J’ai deux questions aujourd’hui:
- Aura t’on le droit de compenser les pertes engendrées par cette taxe illégale en téléchargeant?
- Recevra t’on un chèque pour compenser la taxe illégalement perçue?
Non concrètement on l’a tous dans l’os! Mais on s’aperçoit finalement que l’illégalité n’était pas uniquement du coté des « téléchargeurs ». Mais les maisons de disques ne le CHANTERONT PAS sur les toits.
Extrait de la décision du conseil d’état :
Le Conseil d’Etat annule la décision du 20 juillet 2006 de la commission prévue à l’article L. 311-5 du code de la propriété intellectuelle relative à la rémunération pour copie privée.
Le syndicat de l’industrie de matériels audiovisuels électroniques avait saisi le Conseil d’Etat pour lui demander d’annuler la décision du 20 juillet 2006 de la commission qui détermine les montants de la rémunération pour copie privée perçue sur les supports d’enregistrement. La décision contestée avait tenu compte, pour chaque support, du préjudice subi non seulement du fait des copies licites mais également du fait des copies illicites de vidéogrammes ou de phonogrammes.
Le Conseil d’Etat s’est donc prononcé sur la possibilité de prendre en compte l’usage aux fins de copies illicites de supports d’enregistrement pour déterminer le montant de la rémunération pour copie privée.

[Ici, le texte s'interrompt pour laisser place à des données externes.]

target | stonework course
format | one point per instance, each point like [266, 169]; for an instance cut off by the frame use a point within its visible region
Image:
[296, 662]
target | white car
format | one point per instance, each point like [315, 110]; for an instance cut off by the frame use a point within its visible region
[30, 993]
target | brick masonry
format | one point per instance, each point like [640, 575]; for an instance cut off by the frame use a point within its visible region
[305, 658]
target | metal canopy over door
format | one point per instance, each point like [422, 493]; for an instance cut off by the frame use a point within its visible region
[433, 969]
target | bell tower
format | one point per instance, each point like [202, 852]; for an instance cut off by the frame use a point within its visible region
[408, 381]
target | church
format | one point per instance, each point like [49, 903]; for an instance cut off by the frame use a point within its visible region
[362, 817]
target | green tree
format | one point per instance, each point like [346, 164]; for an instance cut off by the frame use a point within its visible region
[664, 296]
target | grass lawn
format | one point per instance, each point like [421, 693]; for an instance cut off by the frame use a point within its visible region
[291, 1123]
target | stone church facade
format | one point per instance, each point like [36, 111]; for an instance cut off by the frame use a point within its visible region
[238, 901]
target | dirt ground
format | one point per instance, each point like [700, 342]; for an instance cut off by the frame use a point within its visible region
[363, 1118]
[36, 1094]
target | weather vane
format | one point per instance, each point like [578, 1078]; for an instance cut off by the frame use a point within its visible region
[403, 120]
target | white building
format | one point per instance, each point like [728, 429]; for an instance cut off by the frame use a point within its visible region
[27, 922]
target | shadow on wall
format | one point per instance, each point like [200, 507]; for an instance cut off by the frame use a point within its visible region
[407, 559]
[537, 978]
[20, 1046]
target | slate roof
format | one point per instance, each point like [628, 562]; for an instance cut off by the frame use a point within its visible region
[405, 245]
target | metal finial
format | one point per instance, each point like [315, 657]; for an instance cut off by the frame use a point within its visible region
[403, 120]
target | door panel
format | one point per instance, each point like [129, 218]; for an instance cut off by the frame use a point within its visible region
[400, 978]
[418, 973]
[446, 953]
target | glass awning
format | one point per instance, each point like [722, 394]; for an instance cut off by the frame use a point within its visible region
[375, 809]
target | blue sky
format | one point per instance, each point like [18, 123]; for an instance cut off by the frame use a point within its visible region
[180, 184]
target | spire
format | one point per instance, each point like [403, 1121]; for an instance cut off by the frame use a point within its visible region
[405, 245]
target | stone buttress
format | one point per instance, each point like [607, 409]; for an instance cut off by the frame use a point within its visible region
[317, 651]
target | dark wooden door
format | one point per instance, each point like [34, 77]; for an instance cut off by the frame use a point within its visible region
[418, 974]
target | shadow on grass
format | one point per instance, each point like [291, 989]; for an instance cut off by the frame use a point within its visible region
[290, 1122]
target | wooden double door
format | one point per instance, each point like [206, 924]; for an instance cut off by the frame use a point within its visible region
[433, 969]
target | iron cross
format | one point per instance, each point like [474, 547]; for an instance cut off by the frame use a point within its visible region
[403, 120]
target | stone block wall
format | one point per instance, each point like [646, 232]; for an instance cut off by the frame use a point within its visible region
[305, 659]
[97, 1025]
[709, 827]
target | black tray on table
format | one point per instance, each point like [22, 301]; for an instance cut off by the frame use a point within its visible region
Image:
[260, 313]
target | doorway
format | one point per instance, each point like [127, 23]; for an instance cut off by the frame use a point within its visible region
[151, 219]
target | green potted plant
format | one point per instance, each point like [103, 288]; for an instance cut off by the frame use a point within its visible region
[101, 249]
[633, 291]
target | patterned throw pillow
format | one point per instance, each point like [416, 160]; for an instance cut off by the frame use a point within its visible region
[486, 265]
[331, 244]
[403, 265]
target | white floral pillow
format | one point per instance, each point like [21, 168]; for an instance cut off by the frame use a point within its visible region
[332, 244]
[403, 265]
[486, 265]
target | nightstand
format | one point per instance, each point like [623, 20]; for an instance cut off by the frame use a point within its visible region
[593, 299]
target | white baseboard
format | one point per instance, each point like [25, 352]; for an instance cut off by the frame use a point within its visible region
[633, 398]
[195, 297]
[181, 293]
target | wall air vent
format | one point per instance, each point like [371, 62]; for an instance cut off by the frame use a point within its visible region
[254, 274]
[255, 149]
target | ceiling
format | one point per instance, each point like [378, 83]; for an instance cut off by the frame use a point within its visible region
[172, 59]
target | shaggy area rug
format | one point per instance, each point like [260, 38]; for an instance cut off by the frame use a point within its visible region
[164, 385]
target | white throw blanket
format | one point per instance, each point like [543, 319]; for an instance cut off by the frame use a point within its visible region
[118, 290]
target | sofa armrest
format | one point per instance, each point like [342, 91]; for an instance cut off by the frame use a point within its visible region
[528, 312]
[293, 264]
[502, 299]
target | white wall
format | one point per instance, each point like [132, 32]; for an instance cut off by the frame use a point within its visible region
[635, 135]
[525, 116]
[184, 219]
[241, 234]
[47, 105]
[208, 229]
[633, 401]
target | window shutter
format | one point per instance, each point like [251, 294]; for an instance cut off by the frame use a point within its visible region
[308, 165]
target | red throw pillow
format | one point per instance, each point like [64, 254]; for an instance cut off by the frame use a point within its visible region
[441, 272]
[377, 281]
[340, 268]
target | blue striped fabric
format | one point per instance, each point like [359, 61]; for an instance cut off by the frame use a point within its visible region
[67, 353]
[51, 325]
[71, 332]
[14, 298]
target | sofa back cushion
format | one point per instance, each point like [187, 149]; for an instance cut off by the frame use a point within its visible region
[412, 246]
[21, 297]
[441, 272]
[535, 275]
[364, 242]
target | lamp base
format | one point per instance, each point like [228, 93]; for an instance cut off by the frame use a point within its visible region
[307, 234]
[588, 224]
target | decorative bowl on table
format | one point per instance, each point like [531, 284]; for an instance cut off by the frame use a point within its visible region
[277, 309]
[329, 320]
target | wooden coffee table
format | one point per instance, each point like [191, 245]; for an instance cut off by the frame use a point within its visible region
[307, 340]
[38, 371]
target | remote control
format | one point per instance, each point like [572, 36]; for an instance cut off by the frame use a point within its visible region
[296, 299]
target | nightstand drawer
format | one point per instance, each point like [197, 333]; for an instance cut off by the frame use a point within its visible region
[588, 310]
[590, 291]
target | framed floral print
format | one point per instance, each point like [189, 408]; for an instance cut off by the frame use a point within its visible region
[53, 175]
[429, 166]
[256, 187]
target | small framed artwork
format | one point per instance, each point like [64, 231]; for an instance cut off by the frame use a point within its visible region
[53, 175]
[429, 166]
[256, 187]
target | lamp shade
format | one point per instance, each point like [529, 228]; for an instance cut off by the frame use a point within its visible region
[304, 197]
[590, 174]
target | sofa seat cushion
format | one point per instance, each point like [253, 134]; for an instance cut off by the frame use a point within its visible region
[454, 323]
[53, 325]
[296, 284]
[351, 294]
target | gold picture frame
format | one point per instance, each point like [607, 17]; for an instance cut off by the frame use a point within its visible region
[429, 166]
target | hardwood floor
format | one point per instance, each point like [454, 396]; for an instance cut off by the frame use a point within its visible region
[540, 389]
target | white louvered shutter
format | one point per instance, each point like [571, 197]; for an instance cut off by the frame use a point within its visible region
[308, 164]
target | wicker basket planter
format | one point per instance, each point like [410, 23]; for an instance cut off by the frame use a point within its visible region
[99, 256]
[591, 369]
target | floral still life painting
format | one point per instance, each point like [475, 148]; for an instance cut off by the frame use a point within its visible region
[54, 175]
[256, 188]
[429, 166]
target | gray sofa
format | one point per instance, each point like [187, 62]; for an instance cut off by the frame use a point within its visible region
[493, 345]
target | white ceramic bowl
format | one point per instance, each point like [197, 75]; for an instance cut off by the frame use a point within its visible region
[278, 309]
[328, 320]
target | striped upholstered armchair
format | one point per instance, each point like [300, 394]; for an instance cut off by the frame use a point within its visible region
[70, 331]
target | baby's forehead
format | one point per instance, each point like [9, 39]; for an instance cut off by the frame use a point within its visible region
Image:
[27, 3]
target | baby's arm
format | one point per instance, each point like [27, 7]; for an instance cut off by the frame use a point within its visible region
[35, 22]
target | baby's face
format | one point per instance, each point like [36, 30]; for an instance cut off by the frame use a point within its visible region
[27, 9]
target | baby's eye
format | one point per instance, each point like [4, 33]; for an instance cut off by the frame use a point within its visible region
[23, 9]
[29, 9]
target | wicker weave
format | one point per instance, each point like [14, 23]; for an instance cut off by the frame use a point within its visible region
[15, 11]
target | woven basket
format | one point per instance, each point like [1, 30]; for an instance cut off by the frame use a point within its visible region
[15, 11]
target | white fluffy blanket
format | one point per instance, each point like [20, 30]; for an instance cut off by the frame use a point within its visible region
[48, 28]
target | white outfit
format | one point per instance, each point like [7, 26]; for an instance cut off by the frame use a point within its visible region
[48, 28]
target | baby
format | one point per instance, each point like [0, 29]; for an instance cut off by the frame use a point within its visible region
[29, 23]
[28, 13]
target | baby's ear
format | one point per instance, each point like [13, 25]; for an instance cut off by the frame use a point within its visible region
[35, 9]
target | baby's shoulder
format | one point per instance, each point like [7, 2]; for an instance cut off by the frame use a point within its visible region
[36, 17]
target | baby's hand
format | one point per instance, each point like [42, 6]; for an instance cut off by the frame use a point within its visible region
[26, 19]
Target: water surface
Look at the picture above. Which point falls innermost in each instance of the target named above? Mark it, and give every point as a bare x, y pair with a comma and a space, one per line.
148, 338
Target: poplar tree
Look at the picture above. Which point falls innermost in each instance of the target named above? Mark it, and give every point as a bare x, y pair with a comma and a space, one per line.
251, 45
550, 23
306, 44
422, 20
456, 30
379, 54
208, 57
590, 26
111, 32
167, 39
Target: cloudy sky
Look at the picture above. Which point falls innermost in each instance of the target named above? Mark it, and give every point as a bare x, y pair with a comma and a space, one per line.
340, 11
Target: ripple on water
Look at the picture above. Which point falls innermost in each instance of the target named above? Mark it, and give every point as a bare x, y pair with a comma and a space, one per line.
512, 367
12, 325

Dans sa décision, le Conseil d’Etat a d’abord rappelé que la rémunération pour copie privée constitue une exception au principe du consentement de l’auteur à son œuvre. Il a donc jugé qu’elle a pour unique objet de compenser, pour les auteurs, artistes-interprètes et producteurs, la perte de revenus engendrée par l’usage qui est fait licitement et sans leur autorisation de copies d’œuvres fixées sur des phonogrammes ou des vidéogrammes à des fins strictement privées. Il en a déduit que la détermination de cette rémunération ne pouvait prendre en compte que la copie privée licite, qui comprend notamment les copies réalisées à partir d’une source acquise licitement.
C’est pourquoi, au vu des pièces du dossier et après avoir tenu une audience d’instruction préparatoire ayant réuni l’ensemble des parties, le Conseil d’Etat a décidé d’annuler la décision de la commission qui avait tenu compte, à tort, du préjudice subi du fait des copies illicites de vidéogrammes ou de phonogrammes.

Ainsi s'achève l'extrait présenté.